How we spend our working hours in our prime years determines the vibrancy of our life’s canvas. Do you really want to spend your best years as a cog in a machine which will continue running regardless of whether or not you are there?
Maybe you’ve been justifying to yourself:
“It’s okay. Next year, once I have that promotion and pay rise, then I will begin to enjoy my work more, then I will be happy.”
But, if we were to step back, what evidence is there that this promotion and pay rise will bring you that lasting happiness and fulfilment which you seek?
I am speaking with absolutely no judgment here and genuine compassion, it is human nature. George Leonard observes:
“Seduced by the siren song of a consumerist quick-fix society, we choose a course of action which only brings the illusion of accomplishment, the shadow of satisfaction.”
We all have, as Jim Murphy puts it in Inner Excellence, a “deep thirst of being grounded and fulfilled”, and the more time I spend on this spinning rock, the more I believe that we are all seeking the same thing: that sense of peace and fulfilment.
Some people are in conscious pursuit of that feeling, naming inner peace and fulfilment as their goal. Others might not consciously be aware of it, but their decision to buy that new Ferrari or the bigger home is in the attempt to grasp that sense of being at peace with themselves.
The one sitting on the meditation cushion and the one behind the wheel of their new Ferrari in suburban London are both, I believe, looking for the same thing. Somewhere between the cushion and the Ferrari, there is a middle ground. That middle ground is the path of living a more meaningful life.
First, think deeply about: what you value, what you are passionate about and what your strengths are. Then reflect: what does success and a fulfilling life look like for you. Then, it is to start taking steps in that direction.
In ancient Greek, there are two words for life. One is bios (βίος): being physically alive, of having a beating heart and breathing lungs. The other is zōē (ζωή): life as a lived experience. If bios is about existence, zōē is about meaning. It is truly flourishing and engaging deeply with the world around you.

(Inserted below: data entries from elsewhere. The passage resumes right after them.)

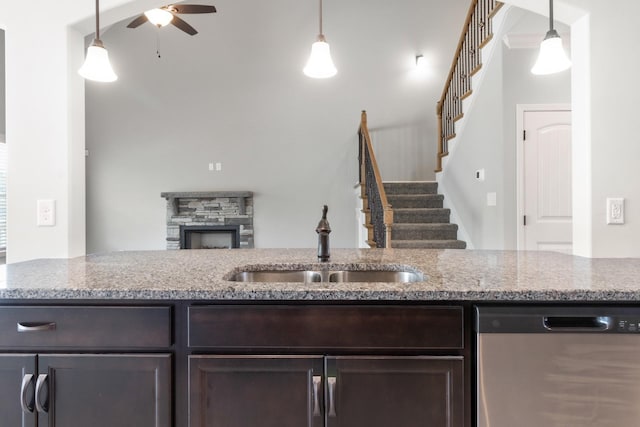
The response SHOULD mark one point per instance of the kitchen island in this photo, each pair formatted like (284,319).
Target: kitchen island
(170,340)
(450,275)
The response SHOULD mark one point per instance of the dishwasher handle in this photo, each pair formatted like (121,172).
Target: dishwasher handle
(577,323)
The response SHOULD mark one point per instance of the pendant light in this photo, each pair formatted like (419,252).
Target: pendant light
(320,65)
(552,57)
(96,65)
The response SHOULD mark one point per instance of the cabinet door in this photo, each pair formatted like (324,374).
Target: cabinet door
(265,391)
(17,382)
(395,391)
(104,390)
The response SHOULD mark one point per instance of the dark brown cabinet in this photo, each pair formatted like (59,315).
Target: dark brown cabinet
(265,391)
(329,366)
(308,391)
(394,391)
(79,374)
(14,369)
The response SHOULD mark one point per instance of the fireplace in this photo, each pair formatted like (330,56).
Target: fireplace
(209,236)
(209,219)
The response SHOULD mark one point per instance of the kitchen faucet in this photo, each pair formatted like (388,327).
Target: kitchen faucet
(323,231)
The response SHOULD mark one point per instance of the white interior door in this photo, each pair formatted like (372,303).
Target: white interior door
(546,181)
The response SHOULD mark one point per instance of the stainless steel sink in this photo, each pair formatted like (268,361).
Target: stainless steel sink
(335,276)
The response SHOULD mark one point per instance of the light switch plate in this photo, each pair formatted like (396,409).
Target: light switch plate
(615,210)
(46,213)
(491,199)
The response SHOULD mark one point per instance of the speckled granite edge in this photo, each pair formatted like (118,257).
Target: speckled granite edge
(449,275)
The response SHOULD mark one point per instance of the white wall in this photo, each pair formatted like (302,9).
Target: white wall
(41,129)
(235,93)
(603,105)
(488,139)
(2,84)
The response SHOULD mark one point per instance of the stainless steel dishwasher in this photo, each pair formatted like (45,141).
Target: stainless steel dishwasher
(552,366)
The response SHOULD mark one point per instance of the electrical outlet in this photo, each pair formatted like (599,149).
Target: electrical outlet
(615,210)
(46,213)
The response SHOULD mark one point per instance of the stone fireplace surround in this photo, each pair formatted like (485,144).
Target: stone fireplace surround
(209,208)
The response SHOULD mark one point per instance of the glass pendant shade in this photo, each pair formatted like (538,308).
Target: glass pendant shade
(159,17)
(320,65)
(552,57)
(96,65)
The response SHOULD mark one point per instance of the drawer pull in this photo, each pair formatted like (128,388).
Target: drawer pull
(332,396)
(26,381)
(317,379)
(40,407)
(36,326)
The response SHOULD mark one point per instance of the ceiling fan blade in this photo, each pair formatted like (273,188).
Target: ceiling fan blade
(138,21)
(191,8)
(183,26)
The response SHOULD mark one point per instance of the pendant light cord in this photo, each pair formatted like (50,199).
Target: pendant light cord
(97,20)
(320,17)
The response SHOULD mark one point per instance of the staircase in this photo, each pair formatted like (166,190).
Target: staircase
(419,220)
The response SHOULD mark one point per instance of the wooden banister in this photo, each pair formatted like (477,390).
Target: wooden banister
(476,33)
(378,212)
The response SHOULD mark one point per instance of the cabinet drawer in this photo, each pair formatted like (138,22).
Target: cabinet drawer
(326,327)
(84,327)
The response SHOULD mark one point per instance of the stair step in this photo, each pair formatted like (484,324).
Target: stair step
(415,201)
(424,215)
(424,232)
(428,244)
(411,187)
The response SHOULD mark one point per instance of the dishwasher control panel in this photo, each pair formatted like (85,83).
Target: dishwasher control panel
(627,324)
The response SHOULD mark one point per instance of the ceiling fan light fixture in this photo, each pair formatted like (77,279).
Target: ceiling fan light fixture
(96,65)
(320,65)
(159,17)
(552,58)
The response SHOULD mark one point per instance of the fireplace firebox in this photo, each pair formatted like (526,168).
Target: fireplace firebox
(209,219)
(209,237)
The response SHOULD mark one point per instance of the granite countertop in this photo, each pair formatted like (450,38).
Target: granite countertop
(456,275)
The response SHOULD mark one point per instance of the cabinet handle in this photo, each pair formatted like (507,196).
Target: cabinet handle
(26,381)
(42,378)
(332,396)
(36,327)
(317,379)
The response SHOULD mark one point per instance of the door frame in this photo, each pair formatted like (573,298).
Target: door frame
(521,109)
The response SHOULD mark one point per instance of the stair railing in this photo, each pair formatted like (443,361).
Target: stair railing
(476,33)
(378,212)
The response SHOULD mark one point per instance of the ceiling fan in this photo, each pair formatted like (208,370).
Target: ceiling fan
(168,15)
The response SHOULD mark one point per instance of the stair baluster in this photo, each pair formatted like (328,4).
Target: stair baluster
(378,212)
(477,32)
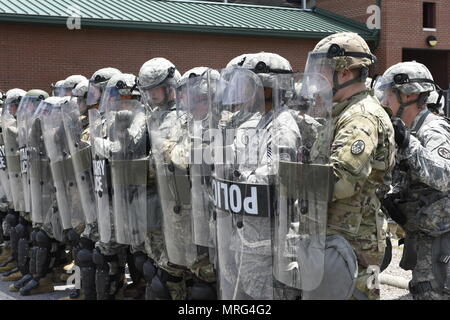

Just because we have bios does not mean we are experiencing zōē.
Meaning, fulfilment, zōē - they don’t simply pop up in our porridge. We need to take action to move towards them. I am acutely aware that one day this life will end, and, as far as I am aware (but I am open to being proven wrong), we only get one shot here. I also believe that our collective fear of death isn't so much a fear of the fact of dying itself, but rather a fear of not having lived.
So, as 2025 slips away and with 2026 just around the corner, which one - bios (existing) or zōē (meaning) - best resembles your 2025? If you were to begin living a more meaningful life in 2026, what would that look like? What would you do differently? How could you better spend your finite time, energy and attention? Who would you spend it with? What choices would you make to ensure that, this time next year, you will be looking back on 2026 and telling me that you truly lived?